I have a dataframe something like this:
Timestamp | Value | Type |
---|---|---|
2021-07-03 15:12:00 | 1 | 2.a |
2021-07-03 16:11:00 | 1 | 2.a |
2021-07-04 14:25:00 | 1 | 2.a |
2021-07-04 15:50:00 | 1 | 2.a |
2021-07-04 17:07:00 | 2 | 2.c |
2021-07-04 18:06:00 | 2 | 2.c |
2021-07-04 20:14:00 | 3 | 2.a |
2021-07-05 00:00:00 | 3 | 2.a |
df = pd.DataFrame({'Timestamp': ['2021-07-03 15:12:00',
'2021-07-03 16:11:00',
'2021-07-04 14:25:00',
'2021-07-04 15:50:00',
'2021-07-04 17:07:00',
'2021-07-04 18:06:00',
'2021-07-04 20:14:00',
'2021-07-05 00:00:00'],
'Value': [1, 1, 1, 1, 2, 2, 3, 3],
'Type': ['2.a', '2.a', '2.a', '2.a', '2.c', '2.c', '2.a', '2.a']})

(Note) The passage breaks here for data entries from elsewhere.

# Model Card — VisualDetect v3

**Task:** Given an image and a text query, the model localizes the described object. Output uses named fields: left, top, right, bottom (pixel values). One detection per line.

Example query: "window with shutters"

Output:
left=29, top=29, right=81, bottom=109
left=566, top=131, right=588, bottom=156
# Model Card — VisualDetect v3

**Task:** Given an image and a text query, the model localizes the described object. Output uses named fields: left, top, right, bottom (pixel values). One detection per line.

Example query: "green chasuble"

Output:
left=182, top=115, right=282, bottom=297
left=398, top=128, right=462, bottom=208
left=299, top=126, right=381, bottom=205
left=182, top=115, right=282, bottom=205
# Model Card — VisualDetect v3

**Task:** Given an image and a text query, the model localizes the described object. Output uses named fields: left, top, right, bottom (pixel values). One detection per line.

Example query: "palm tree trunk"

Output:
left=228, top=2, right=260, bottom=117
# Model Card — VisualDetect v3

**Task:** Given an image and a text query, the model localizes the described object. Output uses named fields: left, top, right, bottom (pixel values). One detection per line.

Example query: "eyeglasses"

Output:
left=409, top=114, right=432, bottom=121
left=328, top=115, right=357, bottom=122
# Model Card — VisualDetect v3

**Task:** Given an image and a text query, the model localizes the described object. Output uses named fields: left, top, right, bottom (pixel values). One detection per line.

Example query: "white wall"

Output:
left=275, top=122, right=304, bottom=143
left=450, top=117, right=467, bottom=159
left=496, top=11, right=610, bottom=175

Where TimeStamp a DatetimeIndex, Value is some integer, and Type is some string. Every two rows represents a start/stop time pair, e.g. 2021-07-03 15:12:00 is the start of some occurrence, and 2021-07-03 16:11:00 is the end of the same occurrence. The Value and Type should be identical information for each pair, but will vary between pairs. Nothing makes this Value and Type pair unique from each other.
I'm looking for a way to downsample or squash each two rows into a single row so I'd end up with something like:
Start | End | Value | Type |
---|---|---|---|
2021-07-03 15:12:00 | 2021-07-03 16:11:00 | 1 | 2.a |
2021-07-04 14:25:00 | 2021-07-04 15:50:00 | 1 | 2.a |
2021-07-04 17:07:00 | 2021-07-04 18:06:00 | 2 | 2.c |
2021-07-04 20:14:00 | 2021-07-05 00:00:00 | 3 | 2.a |
Where Start and End would remain pandas Timestamps, and the Value and Type of one of the pairs' rows can be tossed/remove/ignored, and the other is used as the value.
Is there any pandas way of doing this or should I be looping through rows myself to do something like this?
The closest post I've found is here but doesn't the solution assume the data set has a unique Name and Month by using groupby
? In my dataset there is nothing unique about the Value and Type combination.
I also considered aggregate but couldn't manage to figure out how to do this particular operation.